Gill Mandev S, Tung Ho Lam Si, Baele Guy, Lemey Philippe, Suchard Marc A
Department of Statistics, Columbia University, New York, NY 10027, USA.
Department of Biostatistics, Jonathan and Karin Fielding School of Public Health, University of California, Los Angeles, CA 90095, USA.
Syst Biol. 2017 May 1;66(3):299-319. doi: 10.1093/sysbio/syw093.
Understanding the processes that give rise to quantitative measurements associated with molecular sequence data remains an important issue in statistical phylogenetics. Examples of such measurements include geographic coordinates in the context of phylogeography and phenotypic traits in the context of comparative studies. A popular approach is to model the evolution of continuously varying traits as a Brownian diffusion process acting on a phylogenetic tree. However, standard Brownian diffusion is quite restrictive and may not accurately characterize certain trait evolutionary processes. Here, we relax one of the major restrictions of standard Brownian diffusion by incorporating a nontrivial estimable mean into the process. We introduce a relaxed directional random walk (RDRW) model for the evolution of multivariate continuously varying traits along a phylogenetic tree. Notably, the RDRW model accommodates branch-specific variation of directional trends while preserving model identifiability. Furthermore, our development of a computationally efficient dynamic programming approach to compute the data likelihood enables scaling of our method to large data sets frequently encountered in phylogenetic comparative studies and viral evolution.
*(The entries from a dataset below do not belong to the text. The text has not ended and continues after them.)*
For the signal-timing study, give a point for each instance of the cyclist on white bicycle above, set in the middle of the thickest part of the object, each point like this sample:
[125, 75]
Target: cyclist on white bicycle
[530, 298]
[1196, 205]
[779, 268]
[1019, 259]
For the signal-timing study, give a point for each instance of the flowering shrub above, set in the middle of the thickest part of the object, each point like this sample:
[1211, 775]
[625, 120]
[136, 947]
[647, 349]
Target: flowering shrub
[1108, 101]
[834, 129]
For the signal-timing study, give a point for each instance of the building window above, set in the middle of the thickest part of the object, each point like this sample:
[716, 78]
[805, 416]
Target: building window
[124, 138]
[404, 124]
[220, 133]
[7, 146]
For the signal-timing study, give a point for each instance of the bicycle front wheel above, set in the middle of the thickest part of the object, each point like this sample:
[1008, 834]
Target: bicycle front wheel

We implement the RDRW model in a Bayesian inference framework to simultaneously reconstruct the evolutionary histories of molecular sequence data and associated multivariate continuous trait data, and provide tools to visualize evolutionary reconstructions. We demonstrate the performance of our model on synthetic data, and we illustrate its utility in two viral examples. First, we examine the spatiotemporal spread of HIV-1 in central Africa and show that the RDRW model uncovers a clearer, more detailed picture of the dynamics of viral dispersal than standard Brownian diffusion. Second, we study antigenic evolution in the context of HIV-1 resistance to three broadly neutralizing antibodies. Our analysis reveals evidence of a continuous drift at the HIV-1 population level towards enhanced resistance to neutralization by the VRC01 monoclonal antibody over the course of the epidemic. [Brownian Motion; Diffusion Processes; Phylodynamics; Phylogenetics; Phylogeography; Trait Evolution.].
理解产生与分子序列数据相关的定量测量的过程,仍然是统计系统发育学中的一个重要问题。此类测量的例子包括系统发育地理学背景下的地理坐标以及比较研究背景下的表型特征。一种常用的方法是将连续变化性状的进化建模为作用于系统发育树的布朗扩散过程。然而,标准布朗扩散具有相当大的局限性,可能无法准确表征某些性状的进化过程。在这里,我们通过将一个非平凡的可估计均值纳入该过程,放宽了标准布朗扩散的一个主要限制。我们引入了一种用于多变量连续变化性状沿系统发育树进化的松弛定向随机游走(RDRW)模型。值得注意的是,RDRW模型在保持模型可识别性的同时,考虑了定向趋势的分支特异性变化。此外,我们开发了一种计算效率高的动态规划方法来计算数据似然,从而使我们的方法能够扩展到系统发育比较研究和病毒进化中经常遇到的大数据集。我们在贝叶斯推理框架中实现了RDRW模型,以同时重建分子序列数据和相关多变量连续性状数据的进化历史,并提供可视化进化重建的工具。我们在合成数据上展示了我们模型的性能,并在两个病毒实例中说明了它的实用性。首先,我们研究了HIV-1在中非的时空传播,结果表明,与标准布朗扩散相比,RDRW模型揭示了更清晰、更详细的病毒传播动态图景。其次,我们在HIV-1对三种广泛中和抗体的抗性背景下研究了抗原进化。我们的分析揭示了在疫情过程中,HIV-1群体水平上朝着增强对VRC01单克隆抗体中和抗性的方向持续漂移的证据。[布朗运动;扩散过程;系统发育动力学;系统发育学;系统发育地理学;性状进化。]